Köşe yazıları gazeteyi ne kadar bağlar?

Türkiye’de ilginç bir yaklaşım var. Sanılıyor ki hassas konularda köşe yazarları koro halinde okura seslenmeli. Birinin dediği diğerini tutmuyorsa, birinin yaklaşımı diğerinden farklıysa gazetelere yoğun eleştiri yöneltiliyor. Hal böyle olunca konunun uç kutbundaki taraflardan yoğun tenkitler yükseliyor. Oysa asıl sıkıntı bir gazetenin bütün yazarlarının aynı konuya aynı bakış açısıyla yaklaşmasında. Değişik düşünceler, farklı fikirler sayesinde okur zengin bir gazete okuma imkanı bulur...

“Gazete yönetimlerinin köşe yazılarında sorumluluğu yok mu? Elbette var. Yazarın hür iradesine müdahale etmemekle beraber, yönetimler, başkalarının haklarına tecavüze müsaade edemez mesela. Önyargılarla insanları suçlayan, hatta aşağılayan yazılara göz yumamaz.

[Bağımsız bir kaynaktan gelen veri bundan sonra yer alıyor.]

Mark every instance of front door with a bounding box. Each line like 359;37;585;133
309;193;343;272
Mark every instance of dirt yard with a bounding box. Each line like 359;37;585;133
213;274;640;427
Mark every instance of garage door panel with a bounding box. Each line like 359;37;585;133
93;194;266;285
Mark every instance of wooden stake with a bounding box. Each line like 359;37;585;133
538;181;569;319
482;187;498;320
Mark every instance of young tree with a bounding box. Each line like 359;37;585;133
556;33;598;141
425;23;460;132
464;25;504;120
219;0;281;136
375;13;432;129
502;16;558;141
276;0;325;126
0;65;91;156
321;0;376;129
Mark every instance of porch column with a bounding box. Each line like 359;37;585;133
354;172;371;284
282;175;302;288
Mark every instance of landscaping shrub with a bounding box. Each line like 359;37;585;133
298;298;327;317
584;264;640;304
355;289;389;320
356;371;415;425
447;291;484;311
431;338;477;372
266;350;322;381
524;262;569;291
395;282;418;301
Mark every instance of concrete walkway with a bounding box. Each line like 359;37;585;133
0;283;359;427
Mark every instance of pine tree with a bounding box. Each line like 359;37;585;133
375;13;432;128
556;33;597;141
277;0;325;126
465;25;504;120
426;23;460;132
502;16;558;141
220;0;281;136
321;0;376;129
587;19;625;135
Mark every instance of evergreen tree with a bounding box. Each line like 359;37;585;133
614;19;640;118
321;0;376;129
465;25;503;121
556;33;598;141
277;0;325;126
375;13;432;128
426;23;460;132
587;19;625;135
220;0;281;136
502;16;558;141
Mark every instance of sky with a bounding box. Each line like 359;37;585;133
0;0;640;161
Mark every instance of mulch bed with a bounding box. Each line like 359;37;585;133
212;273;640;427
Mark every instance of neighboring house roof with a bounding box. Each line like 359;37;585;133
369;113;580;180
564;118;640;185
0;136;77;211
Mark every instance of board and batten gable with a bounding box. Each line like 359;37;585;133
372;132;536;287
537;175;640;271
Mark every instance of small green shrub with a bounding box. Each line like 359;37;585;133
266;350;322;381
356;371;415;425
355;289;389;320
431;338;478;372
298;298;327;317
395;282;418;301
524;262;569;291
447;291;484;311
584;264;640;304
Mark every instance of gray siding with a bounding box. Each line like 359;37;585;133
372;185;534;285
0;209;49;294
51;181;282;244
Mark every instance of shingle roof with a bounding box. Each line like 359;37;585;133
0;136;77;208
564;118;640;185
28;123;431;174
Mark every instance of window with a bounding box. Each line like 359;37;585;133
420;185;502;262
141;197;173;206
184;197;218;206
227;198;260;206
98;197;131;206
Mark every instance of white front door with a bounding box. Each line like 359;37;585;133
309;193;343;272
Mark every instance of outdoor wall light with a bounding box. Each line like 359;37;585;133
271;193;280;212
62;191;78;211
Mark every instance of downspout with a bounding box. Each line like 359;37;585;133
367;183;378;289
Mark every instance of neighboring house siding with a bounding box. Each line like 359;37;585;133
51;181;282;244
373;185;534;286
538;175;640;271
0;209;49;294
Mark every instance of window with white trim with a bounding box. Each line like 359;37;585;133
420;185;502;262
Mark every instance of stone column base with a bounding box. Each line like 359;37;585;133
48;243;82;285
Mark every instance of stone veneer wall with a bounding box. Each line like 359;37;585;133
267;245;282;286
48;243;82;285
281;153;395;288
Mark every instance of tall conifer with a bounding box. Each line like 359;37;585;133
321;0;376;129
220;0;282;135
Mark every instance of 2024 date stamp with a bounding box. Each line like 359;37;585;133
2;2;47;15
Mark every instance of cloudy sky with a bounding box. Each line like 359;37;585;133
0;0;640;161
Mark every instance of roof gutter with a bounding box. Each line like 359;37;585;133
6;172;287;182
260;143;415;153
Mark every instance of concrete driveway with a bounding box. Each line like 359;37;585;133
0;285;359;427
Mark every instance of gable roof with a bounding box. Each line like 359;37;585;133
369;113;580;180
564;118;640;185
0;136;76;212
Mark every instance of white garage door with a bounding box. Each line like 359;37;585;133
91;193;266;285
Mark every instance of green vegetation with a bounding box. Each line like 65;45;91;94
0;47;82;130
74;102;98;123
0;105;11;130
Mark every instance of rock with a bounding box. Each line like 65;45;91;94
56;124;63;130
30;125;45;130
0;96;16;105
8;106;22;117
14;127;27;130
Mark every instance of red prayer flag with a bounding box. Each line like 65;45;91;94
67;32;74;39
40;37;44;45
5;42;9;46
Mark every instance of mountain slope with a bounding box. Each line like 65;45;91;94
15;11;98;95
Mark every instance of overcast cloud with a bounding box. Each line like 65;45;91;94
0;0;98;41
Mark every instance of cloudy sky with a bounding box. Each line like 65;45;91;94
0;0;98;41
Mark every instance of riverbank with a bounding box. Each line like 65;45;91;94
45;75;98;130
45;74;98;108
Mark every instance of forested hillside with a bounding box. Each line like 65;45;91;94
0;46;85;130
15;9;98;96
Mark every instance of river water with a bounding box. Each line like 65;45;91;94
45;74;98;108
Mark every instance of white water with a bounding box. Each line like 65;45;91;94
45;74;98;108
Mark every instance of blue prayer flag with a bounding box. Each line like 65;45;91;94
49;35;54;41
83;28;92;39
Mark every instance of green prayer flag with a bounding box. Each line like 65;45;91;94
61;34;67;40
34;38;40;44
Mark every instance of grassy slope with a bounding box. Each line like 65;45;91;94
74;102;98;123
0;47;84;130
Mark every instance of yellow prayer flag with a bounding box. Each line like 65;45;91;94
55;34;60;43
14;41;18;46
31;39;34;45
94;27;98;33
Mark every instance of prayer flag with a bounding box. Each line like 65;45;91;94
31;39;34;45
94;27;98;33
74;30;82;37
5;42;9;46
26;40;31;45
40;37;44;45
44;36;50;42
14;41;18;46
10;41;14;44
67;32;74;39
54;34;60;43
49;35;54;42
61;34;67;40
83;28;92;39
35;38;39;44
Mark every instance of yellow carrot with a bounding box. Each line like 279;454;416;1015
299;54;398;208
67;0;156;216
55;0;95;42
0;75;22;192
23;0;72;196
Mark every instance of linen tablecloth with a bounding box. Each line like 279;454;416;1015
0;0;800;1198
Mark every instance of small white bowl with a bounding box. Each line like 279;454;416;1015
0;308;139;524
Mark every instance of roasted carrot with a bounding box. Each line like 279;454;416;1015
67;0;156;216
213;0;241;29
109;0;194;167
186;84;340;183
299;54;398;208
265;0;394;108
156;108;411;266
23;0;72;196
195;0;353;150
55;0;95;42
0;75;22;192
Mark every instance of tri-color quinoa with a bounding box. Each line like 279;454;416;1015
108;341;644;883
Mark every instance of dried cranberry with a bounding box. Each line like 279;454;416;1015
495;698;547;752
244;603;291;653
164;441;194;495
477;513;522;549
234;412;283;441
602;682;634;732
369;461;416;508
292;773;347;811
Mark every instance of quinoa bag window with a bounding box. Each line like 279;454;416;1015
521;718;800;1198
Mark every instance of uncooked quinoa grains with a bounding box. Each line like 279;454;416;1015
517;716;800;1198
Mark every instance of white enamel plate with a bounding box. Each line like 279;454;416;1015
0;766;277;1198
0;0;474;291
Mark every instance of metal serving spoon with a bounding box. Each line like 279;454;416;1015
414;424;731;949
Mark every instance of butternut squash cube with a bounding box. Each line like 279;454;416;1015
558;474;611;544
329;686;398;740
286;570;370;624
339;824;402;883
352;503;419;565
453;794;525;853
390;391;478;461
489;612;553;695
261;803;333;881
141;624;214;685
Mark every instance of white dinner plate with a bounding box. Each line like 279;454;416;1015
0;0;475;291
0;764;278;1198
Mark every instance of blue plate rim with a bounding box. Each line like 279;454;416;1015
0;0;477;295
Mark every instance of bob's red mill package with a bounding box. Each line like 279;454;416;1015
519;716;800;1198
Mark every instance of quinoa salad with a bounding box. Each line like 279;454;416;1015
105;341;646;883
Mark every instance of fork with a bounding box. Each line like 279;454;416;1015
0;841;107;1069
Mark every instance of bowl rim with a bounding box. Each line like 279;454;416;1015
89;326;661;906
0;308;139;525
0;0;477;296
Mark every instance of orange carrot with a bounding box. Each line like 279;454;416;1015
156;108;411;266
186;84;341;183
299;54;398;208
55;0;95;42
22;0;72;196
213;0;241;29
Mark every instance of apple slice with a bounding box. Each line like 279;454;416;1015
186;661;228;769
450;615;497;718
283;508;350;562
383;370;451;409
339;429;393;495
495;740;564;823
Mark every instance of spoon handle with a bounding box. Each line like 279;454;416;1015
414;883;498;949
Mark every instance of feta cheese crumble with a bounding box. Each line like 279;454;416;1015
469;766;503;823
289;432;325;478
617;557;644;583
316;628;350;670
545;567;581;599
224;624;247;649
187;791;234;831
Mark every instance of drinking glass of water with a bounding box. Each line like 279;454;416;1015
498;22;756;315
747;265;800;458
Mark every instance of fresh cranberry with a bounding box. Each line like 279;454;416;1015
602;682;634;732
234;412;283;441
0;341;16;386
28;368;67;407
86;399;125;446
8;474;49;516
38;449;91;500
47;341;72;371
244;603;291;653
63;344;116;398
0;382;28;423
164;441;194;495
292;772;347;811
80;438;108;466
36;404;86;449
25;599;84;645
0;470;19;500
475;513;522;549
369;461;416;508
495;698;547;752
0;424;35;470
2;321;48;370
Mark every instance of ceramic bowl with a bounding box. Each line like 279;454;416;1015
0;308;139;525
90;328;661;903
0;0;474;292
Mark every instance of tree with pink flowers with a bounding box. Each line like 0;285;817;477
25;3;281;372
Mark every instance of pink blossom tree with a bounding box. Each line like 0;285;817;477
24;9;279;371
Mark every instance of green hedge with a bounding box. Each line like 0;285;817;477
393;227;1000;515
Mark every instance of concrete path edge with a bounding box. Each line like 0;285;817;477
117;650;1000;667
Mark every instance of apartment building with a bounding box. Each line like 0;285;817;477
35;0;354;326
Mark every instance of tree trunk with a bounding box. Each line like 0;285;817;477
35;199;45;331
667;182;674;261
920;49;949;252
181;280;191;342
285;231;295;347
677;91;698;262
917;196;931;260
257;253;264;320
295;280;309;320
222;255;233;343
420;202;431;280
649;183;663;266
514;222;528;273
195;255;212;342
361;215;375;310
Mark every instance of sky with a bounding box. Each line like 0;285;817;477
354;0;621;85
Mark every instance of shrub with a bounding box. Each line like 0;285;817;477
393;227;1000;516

Meslek ilkeleri içinde ifade edilmiş düşüncelere gelince; o başka bir konudur. O çerçevede yazılmış yazılara “doğru fikir” ya da “yanlış yorum” gibi yaklaşılamaz. O zaman düşünceler üzerine sansürün gölgesi düşer; çünkü neyin “doğru” neyin “yanlış” olduğu tartışmalı ve göreceli bir kavram. Öyle yazılar okuyorsunuz ki, gazete genel yayın yaklaşımına çok uzak, hatta bazen tam tersi. Gazetenin editoryal duruşunu öğrenmek isteyen tek tek makalelere bakarsa yanılır; çünkü o duruş yayın mutfağının haber, analiz, yorum zenginliğini aksettirmeyebilir. “Madem öyle, niçin katılmadığınız görüşe yer veriyorsunuz?” denilebilir. İşin sırrı da burada zaten; onaylamadığınız görüşe bile yer vermekte. Kimin “doğru”, kimin “yanlış” yorum yaptığına ise tarih ve kamu vicdanı karar veriyor. Hadiselere -özellikle sıcak gündemlere- biraz da bu açıdan yaklaşıp, bir çırpıda insanlar hakkında yanlış bir fikre kapılmamak gerekiyor...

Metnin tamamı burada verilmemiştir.